The truth is that like many academics, Ghazali was a complicated man and not always 100% certain. His social and personal complexity had a great impact on his scholarship, much of which may be gleaned from his works, The Deliverance from Error (al-Munqiz min al-dalal) and The Revival of the Religious Sciences (Ihya’ ‘ulum al-din). Ghazali was a man of persistent reflection. He was also haunted by questions of existentialism. He was at different times of his life engulfed by eclectic disciplines, including Law (fiqh), Peripatetic Philosophy (falsafah) and Mysticism (tasawwuf). His intellectual and spiritual exploration involved suffering–not unlike St. Augustine or the Buddha–through experiences of skepticism, atheism and non-egoism. He chose a married life with children. Then he abandoned them and wandered the wilderness for 10 years. He was a publicly celebrated professor of the highest rank, and a frail and private Bohemian. How much of Ghazali’s sobering humanity is appreciated–tolerated–among his supporters today?
If we reconnect with Islamic scholasticism, we reconnect with the intellectual vitality of Islam. This can be done on the social as well as personal level. On the personal level, it means realizing that faith (iman) is the product of constantly evolving personal reflection and independent reasoning (Qur’an 2:171; 3:190-91).

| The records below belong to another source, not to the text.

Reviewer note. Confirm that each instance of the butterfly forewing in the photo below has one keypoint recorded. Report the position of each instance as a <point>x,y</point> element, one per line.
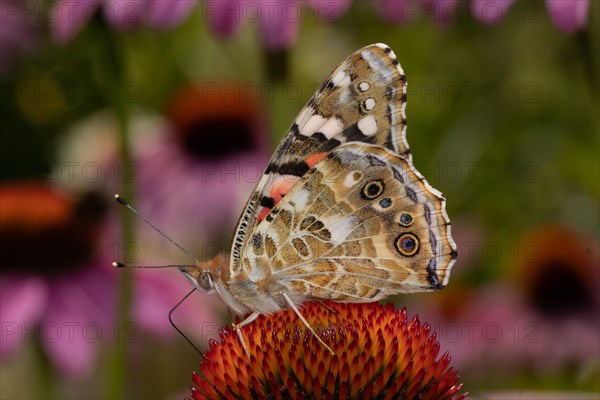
<point>361,225</point>
<point>363,100</point>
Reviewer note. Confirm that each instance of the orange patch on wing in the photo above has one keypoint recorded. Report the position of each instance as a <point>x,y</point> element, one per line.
<point>315,158</point>
<point>281,186</point>
<point>262,214</point>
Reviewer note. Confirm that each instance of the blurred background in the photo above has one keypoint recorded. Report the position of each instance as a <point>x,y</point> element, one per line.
<point>178,104</point>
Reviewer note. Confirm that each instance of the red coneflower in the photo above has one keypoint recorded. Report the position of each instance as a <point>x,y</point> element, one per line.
<point>379,353</point>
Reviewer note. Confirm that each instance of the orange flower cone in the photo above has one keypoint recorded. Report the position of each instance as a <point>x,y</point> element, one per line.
<point>378,354</point>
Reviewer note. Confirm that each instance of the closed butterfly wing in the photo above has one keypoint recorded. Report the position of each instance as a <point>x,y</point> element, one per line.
<point>363,100</point>
<point>362,224</point>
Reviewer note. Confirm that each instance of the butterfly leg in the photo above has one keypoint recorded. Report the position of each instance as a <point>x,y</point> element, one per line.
<point>237,329</point>
<point>304,321</point>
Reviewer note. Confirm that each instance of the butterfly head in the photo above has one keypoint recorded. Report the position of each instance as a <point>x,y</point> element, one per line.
<point>204,275</point>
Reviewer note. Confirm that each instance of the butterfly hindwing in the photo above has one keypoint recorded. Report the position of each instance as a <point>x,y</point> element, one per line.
<point>363,100</point>
<point>362,224</point>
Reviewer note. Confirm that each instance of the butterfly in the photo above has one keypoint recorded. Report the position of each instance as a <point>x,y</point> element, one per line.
<point>340,213</point>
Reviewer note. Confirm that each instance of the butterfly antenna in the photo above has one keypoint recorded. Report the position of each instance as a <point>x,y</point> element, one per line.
<point>175,326</point>
<point>124,203</point>
<point>118,264</point>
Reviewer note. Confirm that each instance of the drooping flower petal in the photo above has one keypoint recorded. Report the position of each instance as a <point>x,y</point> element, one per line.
<point>568,16</point>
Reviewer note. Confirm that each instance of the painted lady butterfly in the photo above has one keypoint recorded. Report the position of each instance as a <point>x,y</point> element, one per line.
<point>340,213</point>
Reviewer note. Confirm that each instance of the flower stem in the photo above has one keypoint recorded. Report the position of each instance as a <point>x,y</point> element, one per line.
<point>118,362</point>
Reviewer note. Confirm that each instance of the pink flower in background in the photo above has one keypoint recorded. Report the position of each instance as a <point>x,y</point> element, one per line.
<point>403,11</point>
<point>568,16</point>
<point>18,34</point>
<point>491,12</point>
<point>72,16</point>
<point>543,317</point>
<point>56,286</point>
<point>196,174</point>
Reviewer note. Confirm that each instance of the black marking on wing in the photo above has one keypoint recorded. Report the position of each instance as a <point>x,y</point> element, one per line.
<point>411,194</point>
<point>267,202</point>
<point>295,168</point>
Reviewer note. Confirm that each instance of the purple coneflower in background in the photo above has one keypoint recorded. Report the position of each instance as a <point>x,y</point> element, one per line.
<point>568,16</point>
<point>56,286</point>
<point>19,33</point>
<point>69,17</point>
<point>195,176</point>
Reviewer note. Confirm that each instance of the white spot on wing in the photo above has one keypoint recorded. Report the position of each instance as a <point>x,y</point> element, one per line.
<point>313,124</point>
<point>350,181</point>
<point>300,198</point>
<point>339,228</point>
<point>368,125</point>
<point>370,104</point>
<point>341,78</point>
<point>332,127</point>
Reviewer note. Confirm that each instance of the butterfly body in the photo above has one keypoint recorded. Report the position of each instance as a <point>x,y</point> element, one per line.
<point>340,212</point>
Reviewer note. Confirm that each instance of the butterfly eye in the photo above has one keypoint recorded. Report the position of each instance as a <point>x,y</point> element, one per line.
<point>205,281</point>
<point>372,189</point>
<point>385,203</point>
<point>405,219</point>
<point>407,244</point>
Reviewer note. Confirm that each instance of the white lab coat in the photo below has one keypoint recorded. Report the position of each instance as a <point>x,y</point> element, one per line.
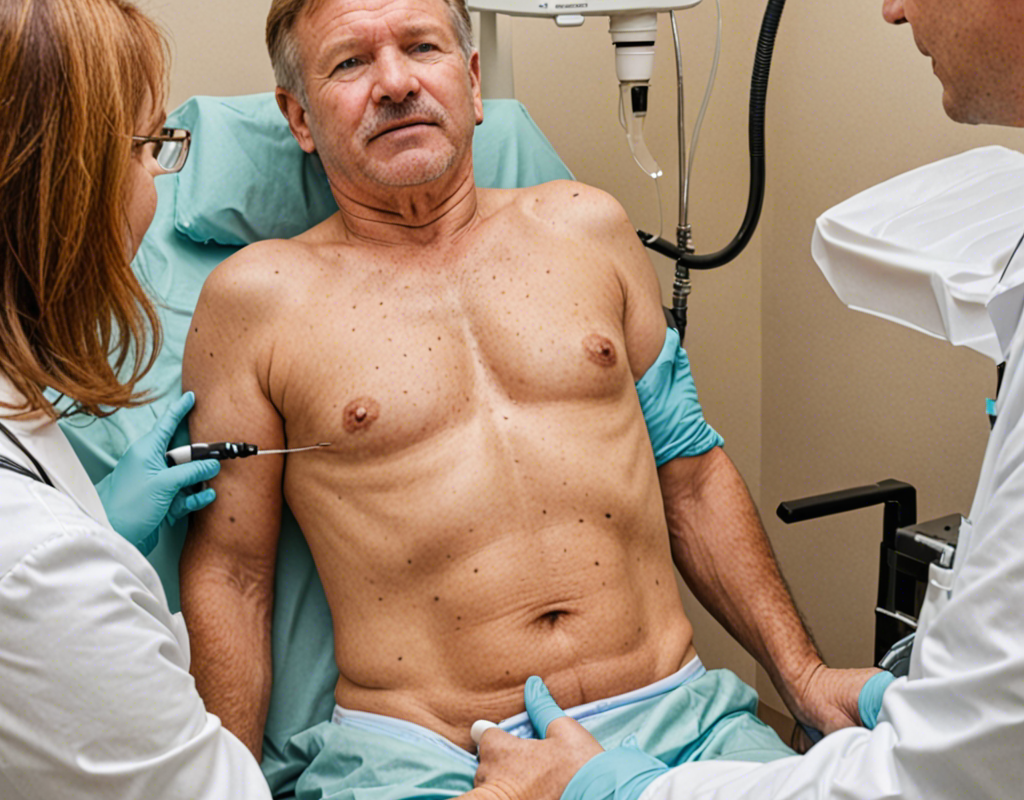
<point>95,696</point>
<point>954,727</point>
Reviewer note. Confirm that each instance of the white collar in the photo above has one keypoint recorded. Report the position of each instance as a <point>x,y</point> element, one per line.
<point>43,437</point>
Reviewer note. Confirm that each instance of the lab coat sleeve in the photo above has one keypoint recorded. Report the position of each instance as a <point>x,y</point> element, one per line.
<point>954,728</point>
<point>95,696</point>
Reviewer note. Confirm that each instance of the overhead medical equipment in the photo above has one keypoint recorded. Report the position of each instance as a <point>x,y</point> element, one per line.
<point>633,28</point>
<point>226,450</point>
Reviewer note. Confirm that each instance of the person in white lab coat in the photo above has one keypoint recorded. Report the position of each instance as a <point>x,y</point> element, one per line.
<point>95,696</point>
<point>954,726</point>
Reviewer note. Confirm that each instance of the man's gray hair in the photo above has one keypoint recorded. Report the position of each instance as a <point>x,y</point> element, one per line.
<point>284,45</point>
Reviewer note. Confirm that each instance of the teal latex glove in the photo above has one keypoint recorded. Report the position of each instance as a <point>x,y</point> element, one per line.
<point>142,490</point>
<point>622,773</point>
<point>541,706</point>
<point>869,700</point>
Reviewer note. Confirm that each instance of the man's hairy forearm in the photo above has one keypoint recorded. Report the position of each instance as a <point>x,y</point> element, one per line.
<point>725,557</point>
<point>229,632</point>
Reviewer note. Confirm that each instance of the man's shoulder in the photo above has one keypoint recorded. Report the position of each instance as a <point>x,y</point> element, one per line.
<point>267,268</point>
<point>578,206</point>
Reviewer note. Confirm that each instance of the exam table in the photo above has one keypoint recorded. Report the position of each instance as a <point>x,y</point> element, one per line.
<point>246,180</point>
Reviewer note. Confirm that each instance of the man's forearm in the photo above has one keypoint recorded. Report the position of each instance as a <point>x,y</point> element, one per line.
<point>723,553</point>
<point>229,632</point>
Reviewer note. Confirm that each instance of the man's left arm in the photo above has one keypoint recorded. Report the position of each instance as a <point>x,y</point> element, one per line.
<point>718,542</point>
<point>723,553</point>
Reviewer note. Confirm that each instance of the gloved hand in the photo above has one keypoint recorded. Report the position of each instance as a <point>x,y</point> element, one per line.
<point>142,490</point>
<point>513,768</point>
<point>568,763</point>
<point>869,702</point>
<point>622,773</point>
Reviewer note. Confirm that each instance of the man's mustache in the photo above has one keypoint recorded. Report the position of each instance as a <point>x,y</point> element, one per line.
<point>396,115</point>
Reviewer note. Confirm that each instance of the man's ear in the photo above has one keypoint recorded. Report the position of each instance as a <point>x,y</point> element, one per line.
<point>474,79</point>
<point>296,117</point>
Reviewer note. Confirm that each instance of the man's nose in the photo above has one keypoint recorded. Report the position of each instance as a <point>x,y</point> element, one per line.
<point>395,79</point>
<point>892,11</point>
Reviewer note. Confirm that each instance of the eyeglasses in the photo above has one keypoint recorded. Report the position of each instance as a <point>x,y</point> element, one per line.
<point>171,148</point>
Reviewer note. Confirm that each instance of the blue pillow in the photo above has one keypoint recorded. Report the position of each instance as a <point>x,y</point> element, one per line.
<point>247,178</point>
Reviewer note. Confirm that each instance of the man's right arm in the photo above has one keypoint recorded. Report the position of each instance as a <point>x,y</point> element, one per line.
<point>227,563</point>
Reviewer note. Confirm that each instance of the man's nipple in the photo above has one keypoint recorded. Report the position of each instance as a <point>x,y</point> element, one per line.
<point>600,349</point>
<point>359,414</point>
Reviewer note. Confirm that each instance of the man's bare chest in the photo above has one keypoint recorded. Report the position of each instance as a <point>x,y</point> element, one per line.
<point>396,358</point>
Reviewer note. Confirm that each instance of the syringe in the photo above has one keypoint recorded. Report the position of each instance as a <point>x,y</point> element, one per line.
<point>225,450</point>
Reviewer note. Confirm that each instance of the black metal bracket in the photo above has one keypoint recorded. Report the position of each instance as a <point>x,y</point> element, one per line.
<point>900,505</point>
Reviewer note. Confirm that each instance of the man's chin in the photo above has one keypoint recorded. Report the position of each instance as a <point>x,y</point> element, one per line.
<point>403,172</point>
<point>960,112</point>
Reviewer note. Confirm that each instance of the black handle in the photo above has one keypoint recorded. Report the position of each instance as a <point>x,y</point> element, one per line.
<point>900,504</point>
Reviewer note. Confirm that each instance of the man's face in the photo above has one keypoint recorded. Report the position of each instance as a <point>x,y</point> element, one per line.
<point>391,98</point>
<point>977,51</point>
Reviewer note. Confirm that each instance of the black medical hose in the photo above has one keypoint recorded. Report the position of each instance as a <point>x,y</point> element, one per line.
<point>755,200</point>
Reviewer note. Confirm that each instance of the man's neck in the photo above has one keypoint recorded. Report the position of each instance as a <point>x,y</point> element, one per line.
<point>426,214</point>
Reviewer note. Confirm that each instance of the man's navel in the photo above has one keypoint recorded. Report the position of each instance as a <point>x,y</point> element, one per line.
<point>599,349</point>
<point>359,414</point>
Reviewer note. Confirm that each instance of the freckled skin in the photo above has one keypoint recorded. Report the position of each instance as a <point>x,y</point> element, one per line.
<point>491,447</point>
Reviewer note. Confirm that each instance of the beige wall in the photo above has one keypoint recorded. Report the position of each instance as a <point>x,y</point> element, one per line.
<point>810,396</point>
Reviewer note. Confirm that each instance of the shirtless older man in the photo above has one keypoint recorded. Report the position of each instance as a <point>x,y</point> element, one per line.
<point>491,506</point>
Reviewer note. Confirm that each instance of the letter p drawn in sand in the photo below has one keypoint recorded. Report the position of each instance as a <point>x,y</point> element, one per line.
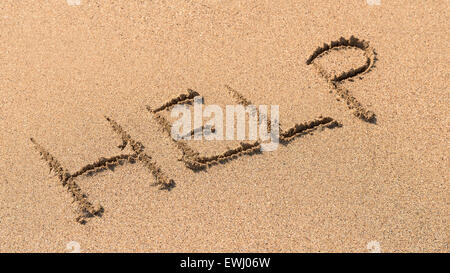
<point>191,158</point>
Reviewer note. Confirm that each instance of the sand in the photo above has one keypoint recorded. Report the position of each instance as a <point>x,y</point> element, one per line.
<point>366,160</point>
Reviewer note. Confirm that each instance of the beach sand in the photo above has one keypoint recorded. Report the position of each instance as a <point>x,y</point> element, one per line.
<point>64,68</point>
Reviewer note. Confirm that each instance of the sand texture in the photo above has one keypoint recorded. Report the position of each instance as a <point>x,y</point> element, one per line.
<point>86,156</point>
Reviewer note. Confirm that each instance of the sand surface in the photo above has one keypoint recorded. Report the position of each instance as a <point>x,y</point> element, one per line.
<point>63,68</point>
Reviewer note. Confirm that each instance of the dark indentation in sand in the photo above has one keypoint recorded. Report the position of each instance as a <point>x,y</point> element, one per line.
<point>335,82</point>
<point>194,161</point>
<point>86,209</point>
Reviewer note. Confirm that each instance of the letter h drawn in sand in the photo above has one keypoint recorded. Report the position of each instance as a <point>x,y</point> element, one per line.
<point>191,158</point>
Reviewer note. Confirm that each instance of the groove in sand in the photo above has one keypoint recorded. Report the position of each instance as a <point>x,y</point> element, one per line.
<point>335,82</point>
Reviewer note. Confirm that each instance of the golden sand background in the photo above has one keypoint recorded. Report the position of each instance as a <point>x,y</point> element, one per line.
<point>63,68</point>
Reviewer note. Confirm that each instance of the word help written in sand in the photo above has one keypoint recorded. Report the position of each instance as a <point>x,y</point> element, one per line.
<point>191,158</point>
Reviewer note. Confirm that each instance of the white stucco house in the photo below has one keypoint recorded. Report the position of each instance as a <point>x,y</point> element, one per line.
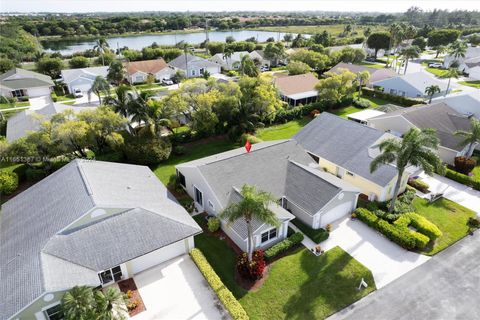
<point>196,65</point>
<point>345,148</point>
<point>90,223</point>
<point>18,83</point>
<point>82,78</point>
<point>282,168</point>
<point>138,71</point>
<point>410,85</point>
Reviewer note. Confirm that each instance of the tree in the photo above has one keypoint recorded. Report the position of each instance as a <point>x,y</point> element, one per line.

It requires that the Muslim community exercise–in the words of Hamza Yusuf–much ‘stronger Islamic Literacy,’ but that it also embrace–to paraphrase Taha Husayn–‘doubt as a means of certainty.’ On the social level it means that the Muslim community can best re-create itself through the scholarly debate of the university, among sympathetic believers and challenging skeptics. Scholarly disagreement is supposed to be according to numerous Hadith scholars (muhaddithun) a ‘mercy’ to the community, and a matter only God can resolve (Qur’an 42:10).
It is positive to see in recent years modernist, reformist and even Sufi-minded intellectuals of Islam who are also university professors. Some examples include Fazlur Rahman, Anne Marie Schimmel, Nasr H. Abu Zayd, Abdullahi An-Naim, Abdolkarim Soroush, Karen Armstrong, Ebrahim Moosa, Talal Asad, Khaled Abou El-Fadl, Tariq Ramadan, Abdullah Saeed, Amina Wadud and Timothy Winter (Abd al-Hakim Murad). The only question is whether we will engage them as fancying followers or serious students.